ABBYY FineReader PRO 11 offers a feature which can OCR a PDF file made from scanned images, to add a searchable text hidden behind the images. I haven't had time to fully evaluate this feature, but my early impression is that results are at least as good as Acrobat Standard X, and Nitro PDF PRO 6.2. (Both of which I have copies of, and have used occasionally for this purpose)

However, for my purposes, the really great feature is the ability to OCR that same PDF file made from scanned images, and sent the result to a Microsoft Word document, complete with original formatting!

I have only tested this feature on one document so far, but the results are truly amazing.
The original file was a PDF made from scanned images of a 532 page book published in  1812.
(The Racovian Catechism, English Translation from the Latin, by Thomas Rees -- 44 MB download , available online from:  http://www.archive.org/download/racoviancatechis00reesuoft/racoviancatec... )

The original 44MB PDF became a 15MB searchable PDF file. And as a Word document it became a fully editable 3.6MB file.

A screen grab of a page from the 1812 Racovian Catechism, downloaded as a PDF file. Below is same page from the Word file generated with FineReader 11. The Word file is "as is" (including the 7.5pt font size!) without any editing.

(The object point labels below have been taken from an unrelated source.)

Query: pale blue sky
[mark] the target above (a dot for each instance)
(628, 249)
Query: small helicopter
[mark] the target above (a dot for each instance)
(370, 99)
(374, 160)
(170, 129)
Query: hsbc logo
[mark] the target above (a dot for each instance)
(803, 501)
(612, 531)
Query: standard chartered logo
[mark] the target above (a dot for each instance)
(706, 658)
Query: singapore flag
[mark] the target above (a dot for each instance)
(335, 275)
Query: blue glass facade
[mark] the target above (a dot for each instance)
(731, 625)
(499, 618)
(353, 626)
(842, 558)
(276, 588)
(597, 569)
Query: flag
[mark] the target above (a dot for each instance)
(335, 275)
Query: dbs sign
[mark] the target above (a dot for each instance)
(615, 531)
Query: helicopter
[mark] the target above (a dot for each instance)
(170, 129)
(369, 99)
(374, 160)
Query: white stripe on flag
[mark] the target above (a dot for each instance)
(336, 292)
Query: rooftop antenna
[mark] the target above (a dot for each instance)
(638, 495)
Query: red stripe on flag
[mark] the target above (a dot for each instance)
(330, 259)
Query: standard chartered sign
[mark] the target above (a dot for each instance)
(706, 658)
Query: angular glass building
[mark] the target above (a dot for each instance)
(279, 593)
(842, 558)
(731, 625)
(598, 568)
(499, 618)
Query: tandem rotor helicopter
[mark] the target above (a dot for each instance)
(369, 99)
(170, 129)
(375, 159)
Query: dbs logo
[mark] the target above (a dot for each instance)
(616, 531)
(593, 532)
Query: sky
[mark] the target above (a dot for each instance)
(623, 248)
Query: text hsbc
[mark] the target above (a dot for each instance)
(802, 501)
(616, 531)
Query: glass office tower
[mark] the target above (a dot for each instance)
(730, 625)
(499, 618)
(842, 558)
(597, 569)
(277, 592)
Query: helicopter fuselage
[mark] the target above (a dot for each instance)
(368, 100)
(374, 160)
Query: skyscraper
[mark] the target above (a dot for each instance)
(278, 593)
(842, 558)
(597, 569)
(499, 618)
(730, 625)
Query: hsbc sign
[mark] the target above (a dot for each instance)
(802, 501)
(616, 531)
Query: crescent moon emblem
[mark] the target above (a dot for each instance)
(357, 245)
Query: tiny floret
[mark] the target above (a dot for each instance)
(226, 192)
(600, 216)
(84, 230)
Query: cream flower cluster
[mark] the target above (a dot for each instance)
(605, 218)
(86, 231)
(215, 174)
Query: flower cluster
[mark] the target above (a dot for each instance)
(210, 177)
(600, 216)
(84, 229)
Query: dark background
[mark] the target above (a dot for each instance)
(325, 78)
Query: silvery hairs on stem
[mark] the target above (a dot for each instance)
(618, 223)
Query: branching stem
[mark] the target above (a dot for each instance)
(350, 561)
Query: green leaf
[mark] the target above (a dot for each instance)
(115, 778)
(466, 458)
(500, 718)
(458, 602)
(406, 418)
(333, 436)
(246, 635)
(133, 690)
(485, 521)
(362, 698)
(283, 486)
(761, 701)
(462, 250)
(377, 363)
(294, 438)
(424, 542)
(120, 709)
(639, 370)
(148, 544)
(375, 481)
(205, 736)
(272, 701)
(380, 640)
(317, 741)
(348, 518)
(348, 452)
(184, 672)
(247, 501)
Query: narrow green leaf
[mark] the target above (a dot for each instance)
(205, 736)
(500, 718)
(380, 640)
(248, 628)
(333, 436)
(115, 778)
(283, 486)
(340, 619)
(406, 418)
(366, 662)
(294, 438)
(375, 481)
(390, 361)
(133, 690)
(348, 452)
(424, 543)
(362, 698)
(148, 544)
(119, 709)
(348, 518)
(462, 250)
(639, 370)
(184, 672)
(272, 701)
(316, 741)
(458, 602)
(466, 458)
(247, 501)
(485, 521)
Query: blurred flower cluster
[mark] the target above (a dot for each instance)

While less than 100% perfect, accuracy on such an ancient document is remarkable, to say the least. For now I don't want to read the whole 532 pages to guess at a number, but read errors are going to be very low, especially compared with previous experience of some that older OCR software. With a little reformatting of page size and font size, and a determined spell check, it will be quite useful as a reference document which is much easier to use and much smaller to handle, than the original PDF.

There were a very small number of pages (about 2%) where ABBYY FineReader  said it had difficulty recognising the page, but I haven't had time to investigate the causes.
However when it did have problems it threw up a warning message noting the page number and the problem. These included things like "The font David does not contain some of the characters", or "Make sure the recognition language is turned on", or "The resolution of the source image is too small". That will make it easy to follow up later, if I ever need to.

IN SUMMARY
ABBYY FineReader 11 Professional Edition
PRICE: $A199
AVAILABILITY: http://finereader.abbyy.com/
VERDICT: Would I recommend it? Well of course you need to evaluate it for your own local  purposes which are bound to be quite different from mine. However there is an evaluation version available. And that is something you don't seem to be able to get from most of the opposition. But for me? This new version 11 is so good I may never have to upgrade again!!